Я не стану распространяться о том, что каждый из деятелей итальянского возрождения – от Кавура и кончая последним из гарибальдийских стрелков, геройски умиравших на баррикадах Санта-Марии Капуанской с криком: viva l"Italia una!., что каждый из них, говорю я, понимал, по всей вероятности, что-нибудь свое под этими звучными словами: Единство Италии. Нам интересен не этот смысл, изменявшийся до бесконечности, а именно та сторона дела, которая всего меньше зависит от каких бы то ни было личностей, благодаря которой унитарная мысль стала сама по себе силой, и такой силой, что заставила, склониться перед собой все другие, по-видимому, несравненно более ее современные, разумные и практические политические теории и доктрины…

Признаюсь, я довольно долго был склонен видеть во всем этом не больше, как предлог, как знамя, преднамеренно принятое Италией в угоду дипломатии, а под которым в сущности скрывались иные стремления…

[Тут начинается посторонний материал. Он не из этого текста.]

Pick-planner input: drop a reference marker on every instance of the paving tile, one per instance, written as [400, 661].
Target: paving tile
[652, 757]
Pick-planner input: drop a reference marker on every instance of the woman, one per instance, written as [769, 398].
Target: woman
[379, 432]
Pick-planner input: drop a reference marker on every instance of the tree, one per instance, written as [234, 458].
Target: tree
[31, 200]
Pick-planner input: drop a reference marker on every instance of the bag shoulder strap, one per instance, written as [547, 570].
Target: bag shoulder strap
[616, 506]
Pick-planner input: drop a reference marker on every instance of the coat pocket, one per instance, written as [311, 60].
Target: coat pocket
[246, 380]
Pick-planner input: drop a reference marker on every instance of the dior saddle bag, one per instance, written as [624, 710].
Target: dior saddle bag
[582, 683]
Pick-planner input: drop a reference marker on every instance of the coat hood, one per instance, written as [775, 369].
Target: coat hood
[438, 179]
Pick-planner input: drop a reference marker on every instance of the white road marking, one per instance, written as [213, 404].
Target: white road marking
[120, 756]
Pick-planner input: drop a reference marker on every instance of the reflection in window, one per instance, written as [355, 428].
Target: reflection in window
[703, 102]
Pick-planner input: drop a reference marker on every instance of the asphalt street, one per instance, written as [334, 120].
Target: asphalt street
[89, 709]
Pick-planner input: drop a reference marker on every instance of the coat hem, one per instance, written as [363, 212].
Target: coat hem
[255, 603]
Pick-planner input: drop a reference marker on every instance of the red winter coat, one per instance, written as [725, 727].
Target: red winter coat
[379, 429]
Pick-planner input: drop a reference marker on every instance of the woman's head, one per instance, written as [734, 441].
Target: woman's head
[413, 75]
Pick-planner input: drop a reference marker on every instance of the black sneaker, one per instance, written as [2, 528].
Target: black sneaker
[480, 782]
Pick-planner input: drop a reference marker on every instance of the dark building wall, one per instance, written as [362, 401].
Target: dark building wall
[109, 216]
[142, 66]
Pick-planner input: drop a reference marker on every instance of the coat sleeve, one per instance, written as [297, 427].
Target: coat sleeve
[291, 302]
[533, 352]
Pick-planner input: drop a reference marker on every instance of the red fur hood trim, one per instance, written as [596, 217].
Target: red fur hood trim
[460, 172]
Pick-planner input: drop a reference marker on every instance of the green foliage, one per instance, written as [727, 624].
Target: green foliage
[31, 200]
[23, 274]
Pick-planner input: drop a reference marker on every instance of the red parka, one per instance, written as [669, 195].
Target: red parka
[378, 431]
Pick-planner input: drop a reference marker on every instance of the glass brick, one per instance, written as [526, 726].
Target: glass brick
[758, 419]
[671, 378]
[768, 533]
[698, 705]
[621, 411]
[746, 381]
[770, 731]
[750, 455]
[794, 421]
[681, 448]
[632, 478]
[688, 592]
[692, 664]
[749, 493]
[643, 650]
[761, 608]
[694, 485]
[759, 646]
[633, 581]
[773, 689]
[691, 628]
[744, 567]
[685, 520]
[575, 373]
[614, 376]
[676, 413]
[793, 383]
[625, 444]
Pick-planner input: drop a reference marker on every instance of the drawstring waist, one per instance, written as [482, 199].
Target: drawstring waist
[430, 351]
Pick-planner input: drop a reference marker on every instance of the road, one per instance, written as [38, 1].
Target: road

«Неужели вы думаете», говорили мне практические люди, не итальянцы: «что мысль итальянского единства могла бы иметь такой успех в самом народе, если бы Австрия не упорствовала смотреть на Италию, как на колонию, заботясь исключительно о том, чтобы извлечь из нее по возможности более выгод для самой метрополии, т. е. Вены…»

И мне казалось, что большая доля правды была в этом взгляде. А между тем смотреть на человеческие дела исключительно с точки зрения выгоды, – значило бы предполагать в людях гораздо больше последовательности, чем в них действительно есть ее… Я видел совершенно бескорыстные подвиги людей и народов, да и вы видели их не дальше, как на Невском проспекте. Так, например, весьма расчетливый господин несется на лихом рысаке. Ему ничего не стоит ехать тише, а он несется во весь опор под опасением раздавить какого-нибудь бедняка с явным ущербом для своего кармана… Вся Франция с восторгом и энтузиазмом отправляет войска в Сирию спасать ненавистных ей тамошних христиан, в Рим поддерживать папу, в которого сама не верит, в Мексику – бить мексиканцев, до которых ей нет никакого дела… Какая же во всем этом корысть? Какой расчет или выгода во всем этом… Я понимаю, т. е. признаю за факт существующий международной ненависти, в особенности в Италии, где народ страстный, по преимуществу без рефлексии… Так уж не смотреть ли на итальянское Risorgimento, как на дело чисто международной вражды между итальянцами и немцами? Наверное и в этом взгляде есть своя, и весьма значительная, доля правды…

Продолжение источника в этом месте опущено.